Background: The field of population genetics use the genetic composition of populations to study the effects of 
ecological and evolutionary factors, including selection, genetic drift, mating structure, and migration. Until recently, 
these studies were usually based upon the analysis of relatively few (typically 1 0-20) DNA markers on samples from 
multiple populations. In contrast, high-throughput sequencing provides large amounts of data and consequently very 
high resolution genetic information. Recent technological developments are rapidly making this a cost-effective 
alternative. In addition, sequencing allows both the direct study of genomic differences between population, and the 
discovery of single nucleotide polymorphism marker that can be subsequently used in high-throughput genotyping. 

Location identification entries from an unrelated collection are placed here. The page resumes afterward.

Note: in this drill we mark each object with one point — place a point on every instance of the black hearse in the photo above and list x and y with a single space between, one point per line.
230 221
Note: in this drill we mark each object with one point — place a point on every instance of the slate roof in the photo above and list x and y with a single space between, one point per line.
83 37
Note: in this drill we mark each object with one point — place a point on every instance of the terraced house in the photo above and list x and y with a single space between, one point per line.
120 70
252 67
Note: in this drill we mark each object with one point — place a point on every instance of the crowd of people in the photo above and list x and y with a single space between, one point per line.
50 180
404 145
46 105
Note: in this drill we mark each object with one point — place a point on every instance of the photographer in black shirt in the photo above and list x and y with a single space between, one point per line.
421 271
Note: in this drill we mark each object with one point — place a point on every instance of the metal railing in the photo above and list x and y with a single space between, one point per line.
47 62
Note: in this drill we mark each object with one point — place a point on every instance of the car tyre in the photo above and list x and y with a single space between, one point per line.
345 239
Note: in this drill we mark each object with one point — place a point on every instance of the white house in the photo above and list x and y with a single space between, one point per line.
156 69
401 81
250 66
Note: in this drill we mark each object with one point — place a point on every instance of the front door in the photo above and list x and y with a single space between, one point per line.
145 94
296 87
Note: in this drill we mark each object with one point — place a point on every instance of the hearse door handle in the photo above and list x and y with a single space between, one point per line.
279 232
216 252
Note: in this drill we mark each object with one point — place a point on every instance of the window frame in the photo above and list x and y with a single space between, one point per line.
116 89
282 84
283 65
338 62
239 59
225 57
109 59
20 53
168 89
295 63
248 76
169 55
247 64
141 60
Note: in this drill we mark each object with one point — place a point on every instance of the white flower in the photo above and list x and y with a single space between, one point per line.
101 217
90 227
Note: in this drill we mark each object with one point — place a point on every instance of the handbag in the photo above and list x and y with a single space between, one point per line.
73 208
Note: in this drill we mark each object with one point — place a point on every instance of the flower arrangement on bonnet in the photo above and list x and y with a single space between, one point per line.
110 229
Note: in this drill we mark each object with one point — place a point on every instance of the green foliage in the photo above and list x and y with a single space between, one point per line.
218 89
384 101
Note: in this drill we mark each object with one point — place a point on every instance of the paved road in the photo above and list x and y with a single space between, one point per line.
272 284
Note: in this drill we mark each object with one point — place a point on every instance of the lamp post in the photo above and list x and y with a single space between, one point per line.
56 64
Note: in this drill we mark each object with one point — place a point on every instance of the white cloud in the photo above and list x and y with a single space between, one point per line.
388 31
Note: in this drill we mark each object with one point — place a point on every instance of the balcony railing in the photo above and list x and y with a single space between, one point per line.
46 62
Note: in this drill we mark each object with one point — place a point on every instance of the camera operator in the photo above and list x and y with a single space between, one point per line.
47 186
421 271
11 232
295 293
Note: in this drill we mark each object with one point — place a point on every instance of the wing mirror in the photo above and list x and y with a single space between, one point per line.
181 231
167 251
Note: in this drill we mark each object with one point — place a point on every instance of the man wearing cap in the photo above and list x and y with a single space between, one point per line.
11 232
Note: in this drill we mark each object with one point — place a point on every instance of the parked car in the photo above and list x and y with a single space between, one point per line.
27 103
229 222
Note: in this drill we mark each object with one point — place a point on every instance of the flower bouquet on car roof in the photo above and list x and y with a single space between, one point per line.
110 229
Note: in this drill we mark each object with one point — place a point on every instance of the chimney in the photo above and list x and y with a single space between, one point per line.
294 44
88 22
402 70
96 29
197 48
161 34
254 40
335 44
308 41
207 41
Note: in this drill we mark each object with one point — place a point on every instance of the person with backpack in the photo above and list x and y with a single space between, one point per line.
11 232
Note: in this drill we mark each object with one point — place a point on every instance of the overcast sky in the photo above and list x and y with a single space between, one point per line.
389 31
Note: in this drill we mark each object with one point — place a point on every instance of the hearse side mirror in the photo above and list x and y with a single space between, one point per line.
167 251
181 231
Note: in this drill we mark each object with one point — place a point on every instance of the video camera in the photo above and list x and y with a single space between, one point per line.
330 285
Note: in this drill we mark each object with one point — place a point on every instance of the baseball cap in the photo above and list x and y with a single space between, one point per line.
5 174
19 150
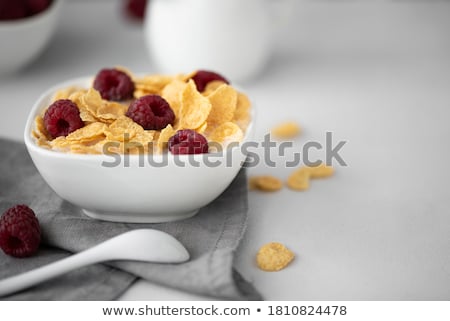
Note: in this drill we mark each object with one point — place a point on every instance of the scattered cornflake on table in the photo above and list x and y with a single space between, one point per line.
321 171
299 180
265 183
286 130
273 257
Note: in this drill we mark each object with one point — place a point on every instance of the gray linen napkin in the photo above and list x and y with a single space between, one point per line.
211 238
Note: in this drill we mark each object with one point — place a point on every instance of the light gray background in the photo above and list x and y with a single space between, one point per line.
376 74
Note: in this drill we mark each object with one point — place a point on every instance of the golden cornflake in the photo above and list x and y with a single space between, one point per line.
152 84
242 112
286 130
273 257
220 113
299 180
265 183
223 105
65 92
123 129
172 94
321 171
194 108
164 137
88 133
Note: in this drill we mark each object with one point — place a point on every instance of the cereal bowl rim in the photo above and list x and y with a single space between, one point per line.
6 25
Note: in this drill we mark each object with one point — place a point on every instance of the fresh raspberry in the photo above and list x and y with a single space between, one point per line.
151 112
114 84
20 233
135 8
62 117
188 141
11 10
203 77
36 6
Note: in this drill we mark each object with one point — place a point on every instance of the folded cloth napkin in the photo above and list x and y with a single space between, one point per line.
211 237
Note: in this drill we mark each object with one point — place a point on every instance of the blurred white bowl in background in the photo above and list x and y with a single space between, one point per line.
22 40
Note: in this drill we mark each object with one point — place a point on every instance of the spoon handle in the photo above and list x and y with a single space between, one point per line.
46 272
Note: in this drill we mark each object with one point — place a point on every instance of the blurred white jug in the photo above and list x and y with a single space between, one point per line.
232 37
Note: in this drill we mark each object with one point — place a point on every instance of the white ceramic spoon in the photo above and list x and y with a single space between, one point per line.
138 245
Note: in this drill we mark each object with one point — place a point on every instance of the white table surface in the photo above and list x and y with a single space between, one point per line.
375 74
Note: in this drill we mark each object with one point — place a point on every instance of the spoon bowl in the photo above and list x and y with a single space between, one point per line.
144 245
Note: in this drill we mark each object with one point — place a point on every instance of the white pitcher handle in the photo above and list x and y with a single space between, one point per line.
282 11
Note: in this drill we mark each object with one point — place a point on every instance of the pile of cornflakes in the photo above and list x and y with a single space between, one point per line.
220 113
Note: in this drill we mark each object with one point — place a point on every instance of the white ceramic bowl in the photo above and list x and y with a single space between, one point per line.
22 40
139 192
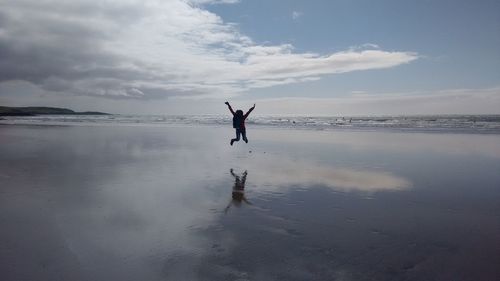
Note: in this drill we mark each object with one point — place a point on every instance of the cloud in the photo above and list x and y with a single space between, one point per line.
296 15
450 101
154 49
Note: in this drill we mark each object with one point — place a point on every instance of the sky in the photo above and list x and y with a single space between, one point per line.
308 57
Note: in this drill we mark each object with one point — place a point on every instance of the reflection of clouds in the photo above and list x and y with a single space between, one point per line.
285 172
457 144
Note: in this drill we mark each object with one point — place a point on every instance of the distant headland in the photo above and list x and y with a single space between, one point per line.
37 110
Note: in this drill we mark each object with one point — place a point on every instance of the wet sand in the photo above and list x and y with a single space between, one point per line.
161 203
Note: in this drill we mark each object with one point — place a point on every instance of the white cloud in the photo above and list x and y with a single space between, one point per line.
296 15
153 49
451 101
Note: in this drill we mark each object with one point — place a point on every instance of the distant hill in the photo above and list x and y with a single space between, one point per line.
35 110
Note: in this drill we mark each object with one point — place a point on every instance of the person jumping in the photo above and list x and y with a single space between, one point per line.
239 122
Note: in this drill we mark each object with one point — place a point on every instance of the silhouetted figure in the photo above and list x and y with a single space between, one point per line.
238 193
239 122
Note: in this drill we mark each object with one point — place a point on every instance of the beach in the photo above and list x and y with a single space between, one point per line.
177 202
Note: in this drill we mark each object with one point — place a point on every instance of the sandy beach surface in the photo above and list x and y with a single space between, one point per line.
179 203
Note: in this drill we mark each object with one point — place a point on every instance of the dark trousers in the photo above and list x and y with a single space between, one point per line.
242 132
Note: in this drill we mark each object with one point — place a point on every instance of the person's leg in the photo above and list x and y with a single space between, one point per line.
237 136
244 134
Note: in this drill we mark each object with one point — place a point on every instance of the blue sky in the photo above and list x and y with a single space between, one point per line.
290 57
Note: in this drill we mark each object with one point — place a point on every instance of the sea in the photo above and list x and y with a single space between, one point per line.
488 124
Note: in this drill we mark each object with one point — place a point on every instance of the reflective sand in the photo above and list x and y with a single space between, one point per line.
161 203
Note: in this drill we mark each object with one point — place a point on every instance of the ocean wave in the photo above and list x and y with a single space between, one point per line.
453 123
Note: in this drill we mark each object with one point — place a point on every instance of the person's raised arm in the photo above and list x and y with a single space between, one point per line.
230 108
250 110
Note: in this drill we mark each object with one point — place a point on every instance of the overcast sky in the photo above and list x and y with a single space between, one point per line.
330 57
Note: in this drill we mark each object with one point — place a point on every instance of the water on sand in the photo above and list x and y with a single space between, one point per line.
150 203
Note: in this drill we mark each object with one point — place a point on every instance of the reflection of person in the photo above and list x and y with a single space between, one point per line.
238 194
239 122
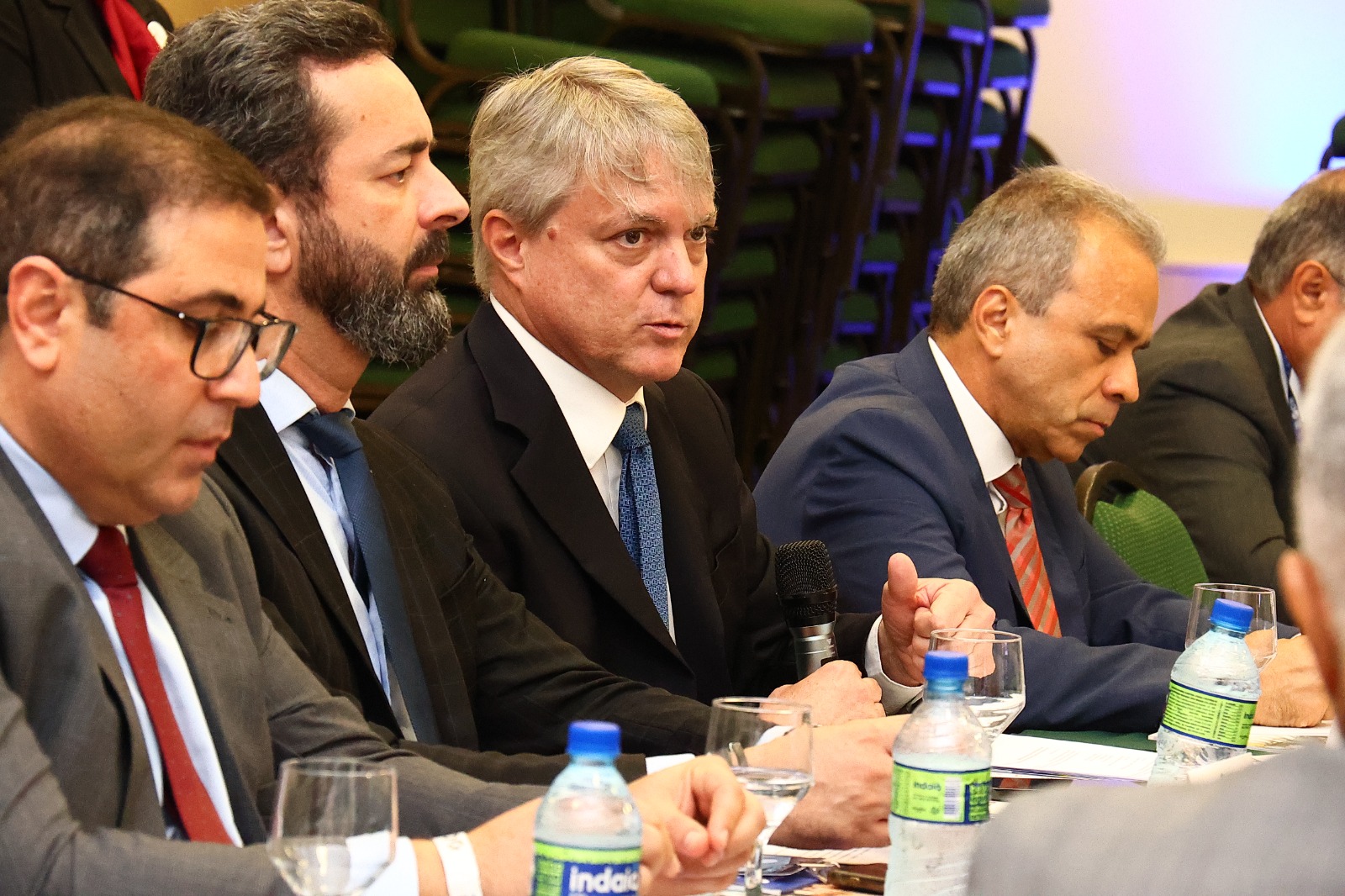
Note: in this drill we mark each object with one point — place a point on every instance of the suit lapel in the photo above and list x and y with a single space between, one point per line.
82 27
551 470
694 603
257 461
1241 307
918 367
206 630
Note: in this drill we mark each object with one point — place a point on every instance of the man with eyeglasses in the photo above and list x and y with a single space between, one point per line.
145 698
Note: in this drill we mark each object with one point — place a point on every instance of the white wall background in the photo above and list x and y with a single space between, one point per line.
1207 112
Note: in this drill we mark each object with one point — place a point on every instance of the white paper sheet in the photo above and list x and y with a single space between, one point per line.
1019 754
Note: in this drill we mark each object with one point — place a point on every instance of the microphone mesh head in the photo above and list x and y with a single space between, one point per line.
804 582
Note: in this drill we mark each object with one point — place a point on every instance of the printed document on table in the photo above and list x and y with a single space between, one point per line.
1048 757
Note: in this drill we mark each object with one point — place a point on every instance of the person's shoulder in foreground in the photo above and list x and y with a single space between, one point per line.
1214 430
1271 829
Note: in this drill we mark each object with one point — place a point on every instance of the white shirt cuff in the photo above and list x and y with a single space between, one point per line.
659 763
896 697
401 878
462 873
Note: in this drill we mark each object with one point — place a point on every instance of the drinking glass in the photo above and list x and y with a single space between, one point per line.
779 767
335 825
1262 600
994 673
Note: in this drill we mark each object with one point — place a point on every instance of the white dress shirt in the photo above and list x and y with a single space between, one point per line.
593 416
988 440
286 403
77 533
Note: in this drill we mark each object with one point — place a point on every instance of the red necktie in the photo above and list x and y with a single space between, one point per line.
108 562
1026 553
132 45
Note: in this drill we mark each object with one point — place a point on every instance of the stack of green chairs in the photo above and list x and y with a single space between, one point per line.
1143 530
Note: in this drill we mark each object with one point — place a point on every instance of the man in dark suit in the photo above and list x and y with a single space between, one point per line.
481 673
593 205
1215 425
1194 838
57 50
145 700
952 451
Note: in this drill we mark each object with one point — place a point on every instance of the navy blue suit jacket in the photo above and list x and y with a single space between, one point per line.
881 463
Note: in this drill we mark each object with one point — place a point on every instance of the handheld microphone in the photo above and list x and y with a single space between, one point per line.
807 593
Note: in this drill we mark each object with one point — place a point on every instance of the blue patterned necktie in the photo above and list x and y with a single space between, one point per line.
1289 392
376 571
638 510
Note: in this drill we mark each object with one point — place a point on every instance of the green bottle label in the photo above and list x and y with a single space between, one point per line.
1219 720
567 871
945 798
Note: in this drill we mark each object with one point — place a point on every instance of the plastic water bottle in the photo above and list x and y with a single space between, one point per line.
1212 698
941 786
588 829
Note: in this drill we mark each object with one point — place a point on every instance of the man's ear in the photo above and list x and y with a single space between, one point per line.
1311 609
1311 288
504 241
992 318
282 235
44 303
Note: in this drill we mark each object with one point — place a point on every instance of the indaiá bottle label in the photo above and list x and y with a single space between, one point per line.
941 797
1221 720
567 871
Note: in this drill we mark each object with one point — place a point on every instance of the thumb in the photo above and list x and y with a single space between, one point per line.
900 591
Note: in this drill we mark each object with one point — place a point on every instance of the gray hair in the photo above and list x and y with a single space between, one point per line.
1026 235
244 74
1308 226
1321 470
540 134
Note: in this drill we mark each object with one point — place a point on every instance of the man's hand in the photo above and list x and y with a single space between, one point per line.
699 828
1293 694
837 693
915 607
851 799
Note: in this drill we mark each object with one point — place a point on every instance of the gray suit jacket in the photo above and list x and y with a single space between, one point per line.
78 811
1273 829
1212 435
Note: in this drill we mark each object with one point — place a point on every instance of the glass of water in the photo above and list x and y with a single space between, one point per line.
1262 600
335 825
994 672
770 746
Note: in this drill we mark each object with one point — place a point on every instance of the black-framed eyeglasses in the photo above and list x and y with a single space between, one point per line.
219 340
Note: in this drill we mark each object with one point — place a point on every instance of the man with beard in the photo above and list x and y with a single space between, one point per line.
356 546
444 660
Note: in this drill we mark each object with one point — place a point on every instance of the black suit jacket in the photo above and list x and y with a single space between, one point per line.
57 50
499 680
484 419
1212 435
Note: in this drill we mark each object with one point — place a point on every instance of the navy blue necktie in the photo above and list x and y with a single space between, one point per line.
1289 392
376 571
638 510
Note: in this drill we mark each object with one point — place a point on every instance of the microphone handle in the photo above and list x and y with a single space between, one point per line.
814 646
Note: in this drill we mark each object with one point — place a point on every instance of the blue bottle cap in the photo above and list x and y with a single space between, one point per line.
595 739
1230 614
945 665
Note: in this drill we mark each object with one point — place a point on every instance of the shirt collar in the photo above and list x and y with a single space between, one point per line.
286 401
1288 382
989 443
592 414
74 530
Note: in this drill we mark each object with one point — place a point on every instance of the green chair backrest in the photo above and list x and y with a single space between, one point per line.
1152 540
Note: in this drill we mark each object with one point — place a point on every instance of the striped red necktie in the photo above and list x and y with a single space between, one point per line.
1026 552
108 562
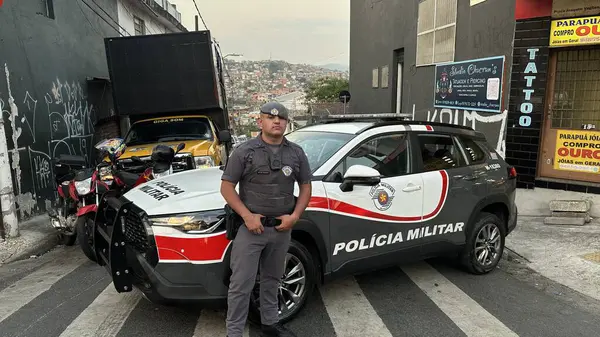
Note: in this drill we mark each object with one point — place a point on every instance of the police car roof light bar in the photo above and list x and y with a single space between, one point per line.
387 119
370 117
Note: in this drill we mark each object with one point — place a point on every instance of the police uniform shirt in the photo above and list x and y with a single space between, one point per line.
238 168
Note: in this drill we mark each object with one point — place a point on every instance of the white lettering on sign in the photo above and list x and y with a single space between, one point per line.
527 107
392 238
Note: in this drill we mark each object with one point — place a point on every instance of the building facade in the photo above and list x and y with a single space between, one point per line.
53 88
526 73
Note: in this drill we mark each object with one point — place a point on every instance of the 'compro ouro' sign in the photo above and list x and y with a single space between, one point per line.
575 32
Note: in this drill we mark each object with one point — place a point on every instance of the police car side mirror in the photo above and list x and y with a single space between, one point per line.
359 175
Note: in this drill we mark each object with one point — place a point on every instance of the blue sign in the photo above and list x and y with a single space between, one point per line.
470 85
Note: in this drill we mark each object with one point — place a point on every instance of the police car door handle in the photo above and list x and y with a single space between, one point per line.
411 188
465 177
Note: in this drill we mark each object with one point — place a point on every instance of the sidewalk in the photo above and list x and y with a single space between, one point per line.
37 237
569 255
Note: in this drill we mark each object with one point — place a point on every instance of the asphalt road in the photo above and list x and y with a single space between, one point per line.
63 294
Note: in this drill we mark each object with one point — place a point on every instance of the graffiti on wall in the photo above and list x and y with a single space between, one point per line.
43 126
494 124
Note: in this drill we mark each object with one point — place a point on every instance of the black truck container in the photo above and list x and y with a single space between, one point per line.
167 74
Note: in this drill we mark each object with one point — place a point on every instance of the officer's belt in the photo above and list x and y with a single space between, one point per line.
270 221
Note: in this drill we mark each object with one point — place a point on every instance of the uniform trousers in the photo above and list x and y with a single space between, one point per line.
250 252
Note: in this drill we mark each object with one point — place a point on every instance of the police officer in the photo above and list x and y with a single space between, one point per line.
266 168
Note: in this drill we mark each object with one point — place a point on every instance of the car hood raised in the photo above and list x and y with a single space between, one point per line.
182 192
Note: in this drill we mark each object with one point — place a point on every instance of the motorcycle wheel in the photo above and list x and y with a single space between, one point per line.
85 237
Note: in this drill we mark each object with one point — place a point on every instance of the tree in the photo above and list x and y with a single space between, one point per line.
326 89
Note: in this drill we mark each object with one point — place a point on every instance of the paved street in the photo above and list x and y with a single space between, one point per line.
63 294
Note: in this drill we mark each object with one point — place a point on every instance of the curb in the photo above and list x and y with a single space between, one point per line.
43 245
512 256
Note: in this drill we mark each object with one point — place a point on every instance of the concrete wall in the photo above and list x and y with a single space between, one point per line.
43 91
378 28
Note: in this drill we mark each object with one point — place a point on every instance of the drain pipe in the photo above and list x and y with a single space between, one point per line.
7 196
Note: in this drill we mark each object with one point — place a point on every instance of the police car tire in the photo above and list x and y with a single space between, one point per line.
468 258
303 254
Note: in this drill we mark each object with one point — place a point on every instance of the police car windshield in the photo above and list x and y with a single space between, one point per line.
319 146
168 130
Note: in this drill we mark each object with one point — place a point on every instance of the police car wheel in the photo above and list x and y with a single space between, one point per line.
485 244
298 281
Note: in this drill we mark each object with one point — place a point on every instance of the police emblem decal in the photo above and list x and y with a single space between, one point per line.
382 196
287 170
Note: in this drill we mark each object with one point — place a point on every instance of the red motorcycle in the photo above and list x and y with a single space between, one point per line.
108 178
73 180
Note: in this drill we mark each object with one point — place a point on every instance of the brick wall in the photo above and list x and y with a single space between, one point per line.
527 96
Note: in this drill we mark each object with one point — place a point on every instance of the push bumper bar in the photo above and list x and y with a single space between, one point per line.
110 239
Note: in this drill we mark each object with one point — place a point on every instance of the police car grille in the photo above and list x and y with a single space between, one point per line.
135 232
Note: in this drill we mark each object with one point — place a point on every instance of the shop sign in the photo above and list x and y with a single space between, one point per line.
470 85
577 151
530 74
573 8
575 32
476 2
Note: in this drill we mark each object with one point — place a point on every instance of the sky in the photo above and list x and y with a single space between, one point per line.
297 31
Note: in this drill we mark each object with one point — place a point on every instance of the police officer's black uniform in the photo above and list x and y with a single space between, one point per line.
266 174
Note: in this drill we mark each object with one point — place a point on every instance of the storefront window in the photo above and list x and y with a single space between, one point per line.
576 103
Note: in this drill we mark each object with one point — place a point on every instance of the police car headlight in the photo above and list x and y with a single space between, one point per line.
204 161
83 187
194 223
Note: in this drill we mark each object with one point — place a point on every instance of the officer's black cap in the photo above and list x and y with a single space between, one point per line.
275 109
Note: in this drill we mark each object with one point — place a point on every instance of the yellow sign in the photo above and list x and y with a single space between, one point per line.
575 32
577 151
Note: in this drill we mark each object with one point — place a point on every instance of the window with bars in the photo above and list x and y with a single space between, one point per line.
576 101
436 31
139 26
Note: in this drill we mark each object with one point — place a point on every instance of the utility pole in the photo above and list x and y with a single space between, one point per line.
7 196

Much of the analysis in population genetics was developed before large scale sequencing became feasible. Methods 
often do not take into account the characteristics of the different sequencing technologies, and consequently, may 
not always be well suited to this kind of data. 

Results: Although the FlowSim suite of tools originally targeted simulation of de novo 454 genomics data, recent 
developments and enhancements makes it suitable also for simulating other kinds of data. We examine its application 
to population genomics, and provide examples and supplementary scripts and utilities to aid in this task. 

Conclusions: Simulation is an important tool to study and develop methods in many fields, and here we 
demonstrate how to simulate a high-throughput sequencing dataset for population genomics.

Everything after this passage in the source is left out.